The promise of power
Multitasking hadn't yet come to Android, and yet Samsung still found a way to entice enterprise buyers. The Galaxy Note supported some of the fastest wireless networks in 2011. In many countries that meant WCDMA/HSPA+, though in the U.S., South Korea, and Japan that meant LTE. AT&T offered the LTE variant to customers in the U.S. Though 4G networks were still in their growth stage, the speedy connection gave the Galaxy Note a shot in the arm.
Samsung made two versions of the device, one powered by a 1.4GHz dual-core Exynos 4210 with a Mali-400 GPU and the other by a 1.5GHz dual-core Qualcomm Snapdragon S3 with an Adreno 210 GPU. There was 1GB of RAM on board and either 32GB or 64GB of storage.

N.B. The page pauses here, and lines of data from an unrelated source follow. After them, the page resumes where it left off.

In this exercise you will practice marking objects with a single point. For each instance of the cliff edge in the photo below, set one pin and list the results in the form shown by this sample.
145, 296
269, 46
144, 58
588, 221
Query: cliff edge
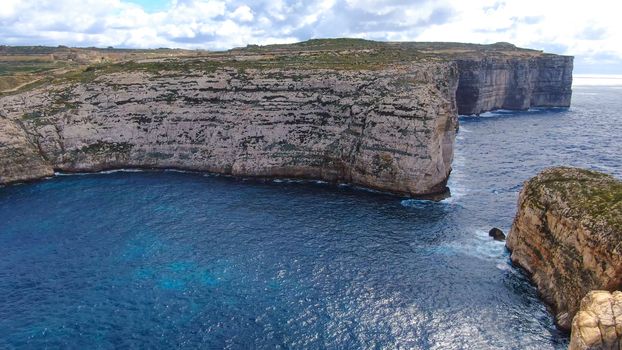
380, 115
568, 235
598, 324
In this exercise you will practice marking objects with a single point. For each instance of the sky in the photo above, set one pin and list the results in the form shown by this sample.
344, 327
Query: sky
589, 30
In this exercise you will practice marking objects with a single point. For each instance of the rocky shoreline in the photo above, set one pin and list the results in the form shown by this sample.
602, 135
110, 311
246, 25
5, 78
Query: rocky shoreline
567, 234
377, 115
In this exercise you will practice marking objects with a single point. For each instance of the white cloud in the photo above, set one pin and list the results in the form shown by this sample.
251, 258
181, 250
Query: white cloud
591, 31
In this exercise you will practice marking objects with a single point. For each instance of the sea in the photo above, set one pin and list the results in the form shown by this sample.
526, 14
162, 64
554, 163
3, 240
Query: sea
167, 259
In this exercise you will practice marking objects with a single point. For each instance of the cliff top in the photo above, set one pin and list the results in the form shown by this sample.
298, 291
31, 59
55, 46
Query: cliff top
23, 66
593, 198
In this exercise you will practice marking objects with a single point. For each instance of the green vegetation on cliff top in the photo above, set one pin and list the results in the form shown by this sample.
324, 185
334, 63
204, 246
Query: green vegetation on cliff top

The main camera rated 8 megapixels and was able to record 1080p HD at 30fps. The front-facing camera was a more modest 2-megapixel shooter that could record VGA video. These were very good specs for the day.
Landmark
Devices have straddled the phone-tablet abyss as far back as 1993. Some devices perhaps considered phablets now, if not when they launched, include the HTC Advantage, Nokia N810 WiMax Edition, and the Dell Streak. None of these were truly successful.
The Samsung Galaxy Note was likely the first modern smartphone to be referred to as a phablet. It earned the name because its screen size was between those of most phones and the smaller tablets of the day.
Reaching 10 million in sales during the first year, the Galaxy Note was a bona fide success.
The initial market reaction to the Galaxy Note was one of curiosity, but not necessarily awe. It was widely derided as too large and unwieldy. Then, in December 2011, Samsung announced that it'd sold 1 million of them. The LTE model, which debuted in February 2012, helped push sales of the original Galaxy Note to 10 million by August 2012, just before the debut of the Note II. In other words, the Galaxy Note was a bona fide success.
The rest, as they say, is history.
In September 2012, Samsung launched the Galaxy Note II. The follow-up phablet hit 10 million in sales within two months, and topped out at 30 million by the end of its first year. Subsequent versions of the phone (with the exception of the disastrous Note 7) enjoyed similar success.
Samsung's competitors were quick to follow with phablets of their own and a new device segment fully took shape.
Samsung's latest Note is its biggest yet, if not its best.